Everyone knows that the Chupacabra, or goatsucker, is a terrifying bipedal livestock vampire who lives in Puerto Rico. But what if... the Chupacabra wasn't real? And what if... it were actually Natasha Henstridge from the 1995 sci-fi horror movie Species?

Not, actually, literally, Natasha Henstridge, obviously, as hilarious and frightening as that would be. But writer and skeptic Benjamin Radford thinks that Henstridge's character, the killer, boob-having alien Sil, inspired the classic depiction of the Chupacabra ("a bipedal creature, 4 to 5 feet tall with spikes down its back, long, thin arms and legs, and an alienlike oblong head with red or black eyes"), first given to a Puerto Rican newspaper by a woman named Madelyne Tolentino:

The creature, Radford noticed, shared a strong resemblance to the alien/human hybrid in the 1995 sci-fi thriller Species.
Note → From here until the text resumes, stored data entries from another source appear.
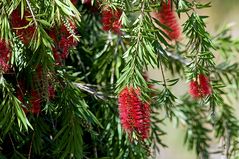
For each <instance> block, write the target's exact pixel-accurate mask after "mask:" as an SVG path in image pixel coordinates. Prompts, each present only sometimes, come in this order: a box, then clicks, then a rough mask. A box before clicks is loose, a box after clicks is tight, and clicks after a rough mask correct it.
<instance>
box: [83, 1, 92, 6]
mask: <svg viewBox="0 0 239 159" xmlns="http://www.w3.org/2000/svg"><path fill="white" fill-rule="evenodd" d="M82 3H83V4H87V5H90V4H91V0H83V2H82Z"/></svg>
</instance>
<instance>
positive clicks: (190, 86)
mask: <svg viewBox="0 0 239 159" xmlns="http://www.w3.org/2000/svg"><path fill="white" fill-rule="evenodd" d="M189 93H190V94H191V95H192V97H194V98H201V97H205V96H207V95H210V94H212V88H211V85H210V83H209V80H208V78H207V77H206V76H205V75H204V74H199V75H198V81H191V82H190V84H189Z"/></svg>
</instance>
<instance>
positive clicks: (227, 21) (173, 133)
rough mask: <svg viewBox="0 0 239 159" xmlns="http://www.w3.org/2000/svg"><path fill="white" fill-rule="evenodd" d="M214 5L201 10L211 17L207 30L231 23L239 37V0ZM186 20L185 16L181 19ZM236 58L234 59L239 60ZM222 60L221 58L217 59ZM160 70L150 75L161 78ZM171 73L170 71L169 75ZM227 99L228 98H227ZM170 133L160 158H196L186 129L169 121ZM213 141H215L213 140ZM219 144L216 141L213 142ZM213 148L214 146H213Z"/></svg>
mask: <svg viewBox="0 0 239 159" xmlns="http://www.w3.org/2000/svg"><path fill="white" fill-rule="evenodd" d="M201 1H202V2H208V1H207V0H201ZM211 4H212V7H210V8H206V9H203V10H199V13H200V14H202V15H207V16H209V18H208V19H207V20H206V24H207V27H208V28H207V30H208V31H209V32H210V33H212V34H213V35H216V34H217V31H218V30H220V29H222V28H223V27H225V26H227V25H229V26H231V31H232V37H233V38H236V39H238V38H239V18H238V15H239V0H229V1H225V0H212V1H211ZM180 20H181V21H182V22H184V18H183V17H182V18H181V19H180ZM237 59H238V58H235V59H234V61H238V60H237ZM217 61H220V59H217ZM159 74H160V72H159V70H151V71H149V76H150V78H152V79H160V78H161V77H160V76H159ZM169 76H170V73H168V77H169ZM186 85H187V84H186V83H185V81H181V82H179V83H178V84H177V85H176V86H175V87H174V90H172V91H173V92H174V93H175V94H176V95H183V94H184V93H185V92H186V91H187V90H188V88H187V87H182V86H186ZM225 100H226V99H225ZM238 104H239V102H238V101H233V105H234V106H235V110H237V117H239V107H238ZM162 129H164V130H165V131H166V132H167V133H168V134H167V135H164V136H162V140H163V141H164V143H165V144H166V145H167V146H168V147H167V148H162V149H161V150H160V154H159V156H158V158H160V159H194V158H196V154H194V152H193V151H187V148H186V145H183V144H182V143H183V142H184V135H185V131H184V130H183V129H177V128H176V126H174V125H172V124H171V123H170V122H169V121H168V122H166V124H165V125H163V126H162ZM212 142H213V141H212ZM212 145H213V146H215V147H216V146H217V145H216V143H214V144H212ZM212 148H213V147H212ZM211 157H212V159H218V158H220V157H221V156H220V155H212V156H211Z"/></svg>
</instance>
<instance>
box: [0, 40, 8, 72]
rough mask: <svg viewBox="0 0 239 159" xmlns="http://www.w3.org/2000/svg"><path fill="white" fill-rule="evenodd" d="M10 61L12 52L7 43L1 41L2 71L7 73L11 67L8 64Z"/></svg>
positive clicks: (1, 66)
mask: <svg viewBox="0 0 239 159" xmlns="http://www.w3.org/2000/svg"><path fill="white" fill-rule="evenodd" d="M9 59H10V50H9V48H8V45H7V44H6V42H5V41H3V40H1V39H0V70H2V71H3V72H7V71H8V69H9V65H8V64H7V63H8V61H9Z"/></svg>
When he spoke to Tolentino, he asked her if the thing that she saw could have been inspired by the film. Indeed, she had seen the movie in the weeks prior to making her description.

"You can make a direct connection between the film hitting theaters, her seeing the creature in the film, seeing it in the street, making the report and entering the public conscious," Radford said.

Obviously, this doesn't mean the Chupacabra is conclusively made-up. Just that it was designed by the same guy who designed the alien in Species! God.